Field How the controller treats it Spoof risk
status.phase Read at the top of every reconcile to dispatch to a phase handler. The reconciler also writes it, so any tampered value is overwritten on the next pass. Low — phase handlers are idempotent and re-derive their actions from spec + canonical CAPI state.
status.nodeRef.name No longer used for routing as of Phase 3 of the 2026-04-25 audit. The Node→SM watch mapper (node_to_scheduled_machines_via_machine) walks the canonical CAPI Machine ownership chain instead. The drain target is read from the canonical Machine.status.nodeRef via get_node_from_machine. Low — both the routing and the drain target are now derived from controller-written state. The legacy node_to_scheduled_machines symbol is #[deprecated] and exported for one release only.

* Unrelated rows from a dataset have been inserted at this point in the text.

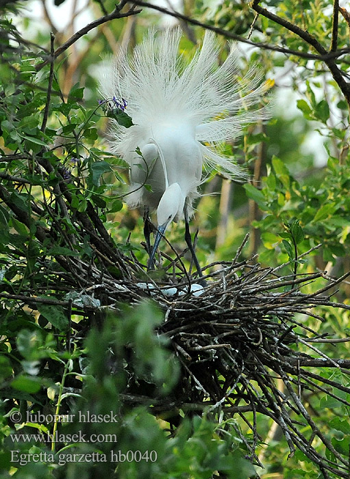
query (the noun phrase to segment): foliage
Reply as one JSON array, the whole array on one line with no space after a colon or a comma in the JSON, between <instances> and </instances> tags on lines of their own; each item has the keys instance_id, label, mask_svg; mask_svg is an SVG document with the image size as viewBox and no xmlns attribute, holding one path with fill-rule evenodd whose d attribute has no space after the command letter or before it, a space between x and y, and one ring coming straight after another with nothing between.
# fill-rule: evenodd
<instances>
[{"instance_id":1,"label":"foliage","mask_svg":"<svg viewBox=\"0 0 350 479\"><path fill-rule=\"evenodd\" d=\"M277 78L276 90L286 85L297 95L297 113L275 118L266 126L249 127L236 144L224 146L228 156L248 166L252 181L234 186L226 210L216 196L199 200L194 224L200 228L201 263L231 261L250 231L252 237L259 234L249 253L259 253L263 267L285 263L286 274L295 277L323 270L326 264L334 275L346 272L350 231L349 98L342 83L347 81L347 57L342 54L349 39L346 11L338 16L336 38L330 0L264 2L264 7L280 21L262 12L253 27L256 11L248 3L184 3L189 17L243 41L251 32L251 41L267 45L242 49L243 71L251 63L260 64L266 75ZM143 281L147 255L140 244L142 219L123 207L125 166L108 152L103 140L109 134L106 117L114 116L131 126L127 107L124 112L121 103L116 105L121 99L99 102L99 55L116 51L123 41L134 45L149 24L159 22L150 9L136 15L123 2L119 7L125 16L116 10L115 20L79 37L79 49L73 47L73 41L53 57L69 40L70 28L56 31L51 19L49 28L33 36L36 29L25 10L18 10L15 2L0 5L1 477L248 478L255 474L246 458L247 443L255 441L251 424L262 436L259 457L266 467L262 477L318 477L314 465L301 451L290 458L285 439L278 433L273 439L273 435L264 435L272 422L256 411L230 420L220 410L199 415L184 409L160 414L158 408L153 415L156 401L159 406L164 398L176 398L182 371L171 344L155 333L164 323L164 314L151 302L136 307L138 296L130 305L116 302L114 308L104 308L110 304L106 300L108 280L113 279L125 300L125 271L130 268ZM114 8L109 0L90 5L95 18ZM18 21L12 21L14 16ZM71 22L71 26L73 18ZM332 47L338 54L336 60L312 57L315 50L299 30L288 29L288 22L313 36L327 51ZM50 29L55 31L55 44ZM202 33L199 27L188 27L186 32L188 38L181 44L184 55L193 53L191 40ZM282 51L273 51L271 46ZM342 73L341 81L337 81L332 61ZM97 65L95 73L92 65ZM284 99L282 103L282 109L290 107ZM304 153L307 133L315 129L326 147L327 165L317 163L312 153ZM265 148L260 146L262 141ZM222 184L221 179L213 179L203 185L203 192L216 191ZM221 227L225 231L223 243L218 241ZM177 251L183 249L183 233L177 225L168 235ZM322 248L308 260L300 257L320 243ZM173 255L170 247L164 245L164 250ZM243 259L247 254L242 252ZM188 268L186 254L184 259ZM171 261L165 258L164 268L169 265ZM92 288L86 277L92 279ZM318 285L315 279L305 288L312 294ZM340 287L337 300L347 303L349 284ZM349 335L347 313L325 307L318 314L322 321L312 315L298 321L321 339L325 335ZM326 341L317 348L336 360L349 357L348 345L338 342L334 348ZM316 367L312 371L320 372ZM345 370L332 368L322 374L332 385L324 394L319 390L316 393L312 387L300 394L308 413L330 441L328 459L336 463L349 452L349 376ZM223 383L218 372L216 379ZM133 394L140 389L152 398L151 404L145 400L143 406L135 405ZM16 422L18 413L23 417L33 415L33 420ZM112 419L102 427L92 422L39 420L34 417L39 413L112 414ZM68 435L79 433L115 435L115 440L69 440ZM39 439L17 441L14 434L37 434ZM66 436L54 442L53 434ZM322 447L315 445L319 451ZM25 464L28 456L23 456L17 467L11 463L9 452L13 450L32 454L32 460ZM143 458L122 461L122 455L118 463L97 460L98 454L110 458L119 451L140 451ZM154 461L152 451L157 454ZM53 454L53 460L34 462L34 454L46 454L47 458ZM95 461L93 465L92 461L79 463L68 456L72 454L95 454L84 457ZM62 465L58 465L60 454ZM322 470L320 474L336 477Z\"/></svg>"}]
</instances>

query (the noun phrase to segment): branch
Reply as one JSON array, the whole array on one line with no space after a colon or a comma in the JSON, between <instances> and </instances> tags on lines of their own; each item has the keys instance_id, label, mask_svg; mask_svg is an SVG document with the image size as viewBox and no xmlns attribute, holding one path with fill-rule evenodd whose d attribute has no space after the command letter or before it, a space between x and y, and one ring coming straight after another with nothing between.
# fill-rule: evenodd
<instances>
[{"instance_id":1,"label":"branch","mask_svg":"<svg viewBox=\"0 0 350 479\"><path fill-rule=\"evenodd\" d=\"M125 12L125 13L121 13L121 10L123 8L125 3L125 1L122 0L122 1L121 1L119 5L118 5L114 8L112 13L110 13L108 15L104 15L103 16L97 18L97 20L95 20L93 22L91 22L91 23L88 23L86 26L84 27L84 28L82 28L80 30L78 30L78 31L74 34L74 35L72 35L72 36L68 40L67 40L66 42L65 42L62 45L61 45L53 53L54 58L57 58L58 57L59 57L64 51L66 51L66 50L67 50L70 47L71 47L71 45L73 45L73 43L75 43L77 40L78 40L84 35L86 35L86 34L88 34L90 30L92 30L94 28L96 28L99 25L102 25L103 23L106 23L107 22L109 22L111 20L115 20L116 18L123 18L126 16L130 16L130 15L136 15L141 12L140 10L135 10L135 5L133 5L131 8L129 8L127 10L127 12ZM49 60L46 60L42 63L37 65L36 67L36 71L40 71L48 63L48 62Z\"/></svg>"},{"instance_id":2,"label":"branch","mask_svg":"<svg viewBox=\"0 0 350 479\"><path fill-rule=\"evenodd\" d=\"M175 18L179 18L180 20L183 20L184 21L187 22L188 23L190 23L191 25L195 25L199 27L202 27L206 30L210 30L218 34L218 35L222 35L226 38L231 38L238 42L241 42L242 43L247 43L247 44L251 45L252 47L262 48L265 50L279 51L282 53L286 53L287 55L294 55L295 56L299 57L300 58L307 58L308 60L312 60L325 61L326 59L337 58L338 57L342 56L342 55L345 55L350 52L350 49L347 48L342 49L341 50L338 50L338 51L336 52L331 53L327 52L327 50L324 50L323 53L321 55L315 55L314 53L307 53L302 51L298 51L297 50L290 50L289 49L284 48L284 47L276 47L275 45L271 45L268 43L264 43L262 42L252 42L251 40L245 38L242 36L240 36L239 35L236 35L236 34L233 34L231 31L227 31L226 30L223 30L221 28L218 28L218 27L214 27L213 25L203 23L203 22L200 22L198 20L191 18L190 16L188 16L187 15L184 15L183 14L179 13L178 12L171 12L171 10L166 10L166 8L163 8L162 7L158 7L156 5L148 3L146 1L142 1L142 0L133 0L133 3L140 7L147 7L148 8L151 8L153 10L157 10L158 12L161 12L162 13L164 13L166 15L173 16Z\"/></svg>"},{"instance_id":3,"label":"branch","mask_svg":"<svg viewBox=\"0 0 350 479\"><path fill-rule=\"evenodd\" d=\"M336 51L338 46L338 23L339 18L339 0L334 0L333 19L332 24L331 51Z\"/></svg>"},{"instance_id":4,"label":"branch","mask_svg":"<svg viewBox=\"0 0 350 479\"><path fill-rule=\"evenodd\" d=\"M42 118L42 125L41 125L40 131L45 133L47 118L49 118L49 110L50 109L50 100L51 97L52 81L53 80L53 63L55 62L54 45L55 35L51 31L50 34L50 73L49 75L49 83L47 85L47 96L45 103L45 109L44 110L44 118Z\"/></svg>"},{"instance_id":5,"label":"branch","mask_svg":"<svg viewBox=\"0 0 350 479\"><path fill-rule=\"evenodd\" d=\"M257 13L263 15L266 18L271 20L271 21L280 25L284 27L287 30L292 31L293 34L297 35L300 38L303 40L306 43L312 47L321 55L320 60L323 60L328 68L329 69L333 78L335 81L338 83L338 86L340 90L342 91L347 102L350 107L350 84L347 83L344 77L342 76L342 73L338 68L336 62L336 56L331 57L327 54L327 50L321 44L321 43L317 40L317 39L309 34L306 30L303 30L301 28L298 27L294 23L286 20L285 18L282 18L278 15L275 15L271 12L268 12L266 8L260 7L259 5L260 0L253 0L251 3L251 8ZM332 53L338 53L338 52L332 52ZM300 56L300 55L299 55Z\"/></svg>"}]
</instances>

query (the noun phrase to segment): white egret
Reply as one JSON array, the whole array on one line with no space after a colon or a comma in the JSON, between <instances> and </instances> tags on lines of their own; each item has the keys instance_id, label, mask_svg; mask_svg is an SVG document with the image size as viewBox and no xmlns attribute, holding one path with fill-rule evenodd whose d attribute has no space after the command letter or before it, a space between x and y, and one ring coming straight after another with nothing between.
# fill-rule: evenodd
<instances>
[{"instance_id":1,"label":"white egret","mask_svg":"<svg viewBox=\"0 0 350 479\"><path fill-rule=\"evenodd\" d=\"M218 66L220 48L212 32L205 32L201 49L189 62L178 55L180 38L179 28L158 34L151 29L131 57L121 50L105 68L100 90L105 99L119 99L124 105L126 100L134 123L126 128L116 122L110 144L130 166L128 205L145 208L149 268L168 226L184 218L185 239L201 276L188 220L199 196L203 166L216 168L232 179L247 177L220 153L218 144L232 140L245 125L267 116L261 105L252 111L249 107L261 103L268 85L261 83L255 68L238 79L232 44ZM151 248L148 214L155 209L158 231Z\"/></svg>"}]
</instances>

status.machineRef.name Used when the controller needs the Machine name for fetch / delete. Always recomputed from the canonical Machine on the same reconcile, so a spoofed value cannot redirect a delete to an unowned Machine. Low.
status.bootstrapRef.name, status.infrastructureRef.name Same as machineRef. Low.
status.appliedNodeTaints[] Owner-tracking record of which taints the controller has applied. Read on subsequent reconciles to compute "should remove" deltas. A tenant who patches this could induce taint churn (controller removes taints it didn't apply, or fails to remove ones it did). Confined to the SM's own bound Node — does not pivot to other Nodes.
status.observedGeneration Read for debugging only. None.

Summary

  • 16 of 18 spec fields have defence-in-depth validation (VAP at admission + runtime check at reconcile).
  • The two unvalidated fields (spec.bootstrapSpec.spec, spec.infrastructureSpec.spec) are intentional pass-throughs; the trust boundary is the provider. See the Provider payload pass-through section for the rationale and recommended layered policy.
  • Status fields are no longer used for security-critical routing or drain decisions (Phase 3 of the 2026-04-25 audit). A tenant with patch scheduledmachines/status can induce small reconcile-loop noise but cannot pivot the controller to act on resources the tenant does not own.